3

Back in the old days, my team had a policy that any stored procedure modification required comments in two places:

  1. Top of the stored procedure with an overall summary of the changes made
  2. Comments on each line where the change was made

It typically looked like this:

CREATE PROCEDURE usp_Test
/*****************************************************************
The purpose of this stored procedure is to get data.
Created by 8kb 2001-01-01
Modified: removed OR clauses from JOIN statement..8kb 2001-06-01
******************************************************************/
AS
BEGIN

SELECT * 
FROM t1
JOIN t2
ON t1.colA = t2.colA
-- Removed OR clause..8kb 2001-06-01
-- OR t1.ColB = t2.ColB

END

But now with integrated source control, I can summarize the changes in the source control and then use the compare / diff functionality to see the differences between the old and new versions.

Is there still value in writing line-by-line change comments in stored procedures that are part of integrated source control?

2
  • 1
    Short answer yes.

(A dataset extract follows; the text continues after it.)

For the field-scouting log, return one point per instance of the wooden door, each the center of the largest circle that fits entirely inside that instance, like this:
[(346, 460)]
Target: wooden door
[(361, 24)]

If I'm reading code I would love to have comments inside to code so I can see what each piece is doing more readily while I'm working on it.
    – Zane
    Commented Jan 11, 2013 at 18:06
  • 3
    Descriptive header can be useful, history in the header no, dated commented out sections (as per your OR clause) most definitely not. Commented Jan 11, 2013 at 18:43

2 Answers 2

5

This might be fine for one change per module, but imagine how your code will look like after severol years of development.

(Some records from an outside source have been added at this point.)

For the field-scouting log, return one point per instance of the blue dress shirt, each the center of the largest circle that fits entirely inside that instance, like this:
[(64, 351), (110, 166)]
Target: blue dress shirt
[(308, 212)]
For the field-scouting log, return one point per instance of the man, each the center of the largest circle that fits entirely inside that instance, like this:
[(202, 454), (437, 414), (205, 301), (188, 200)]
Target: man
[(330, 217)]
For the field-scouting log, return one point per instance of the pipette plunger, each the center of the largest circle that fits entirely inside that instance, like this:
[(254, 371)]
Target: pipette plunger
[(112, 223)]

Before version control was universally adopted, there used to be modules that were 95% history log and only 5% actual code. Fortunately version control automated out that inconvenience long ago.

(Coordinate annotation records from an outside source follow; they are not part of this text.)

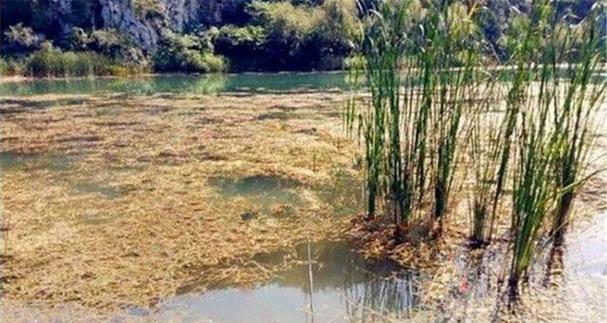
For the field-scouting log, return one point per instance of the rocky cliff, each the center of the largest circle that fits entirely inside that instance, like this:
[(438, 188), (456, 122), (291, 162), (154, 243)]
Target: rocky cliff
[(144, 20)]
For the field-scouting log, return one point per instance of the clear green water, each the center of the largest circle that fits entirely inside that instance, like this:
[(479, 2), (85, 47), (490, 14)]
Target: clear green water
[(196, 84), (190, 84)]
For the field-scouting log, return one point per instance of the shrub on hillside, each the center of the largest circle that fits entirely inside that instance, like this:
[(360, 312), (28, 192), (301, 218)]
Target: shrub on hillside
[(52, 62), (187, 53), (21, 38)]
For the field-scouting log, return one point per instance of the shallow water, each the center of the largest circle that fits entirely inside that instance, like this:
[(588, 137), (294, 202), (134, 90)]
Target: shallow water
[(345, 287), (340, 286), (266, 191), (52, 162)]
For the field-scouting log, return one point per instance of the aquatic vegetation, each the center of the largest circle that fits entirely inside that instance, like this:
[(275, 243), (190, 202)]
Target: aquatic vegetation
[(433, 96)]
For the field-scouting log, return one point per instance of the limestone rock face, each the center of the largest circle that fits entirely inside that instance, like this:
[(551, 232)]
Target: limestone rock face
[(120, 15)]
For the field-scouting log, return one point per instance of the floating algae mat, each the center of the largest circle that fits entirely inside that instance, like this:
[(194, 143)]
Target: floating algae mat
[(266, 191), (337, 285), (52, 162), (103, 190)]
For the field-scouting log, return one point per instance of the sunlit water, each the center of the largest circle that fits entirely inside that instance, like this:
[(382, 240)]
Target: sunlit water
[(337, 285), (333, 284)]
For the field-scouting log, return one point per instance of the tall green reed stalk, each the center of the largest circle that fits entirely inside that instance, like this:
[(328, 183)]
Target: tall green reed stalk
[(555, 134), (411, 127), (577, 101)]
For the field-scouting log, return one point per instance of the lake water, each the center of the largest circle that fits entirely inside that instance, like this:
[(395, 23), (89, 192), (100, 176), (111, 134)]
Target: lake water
[(330, 282), (198, 84)]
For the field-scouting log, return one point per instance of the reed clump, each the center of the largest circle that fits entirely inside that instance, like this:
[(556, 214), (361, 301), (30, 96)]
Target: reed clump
[(439, 101)]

I would completely get rid of change logs in comments - we are much more productive using modern tools. Besides, git and other version control tools allow you do do much more than see the log of changes if one file. For instance, they can will show you all other files changed in the same commit. Also they give you accurate information, while we cannot fully trust comments.

1

Having it in the body as well makes it easier for me to see the list of changes in one place instead of having to look at the procedure and cull the history from source control. So it has value IMHO, but whether it is worth double maintenance in your case, I don't think that's a question this site can objectively answer.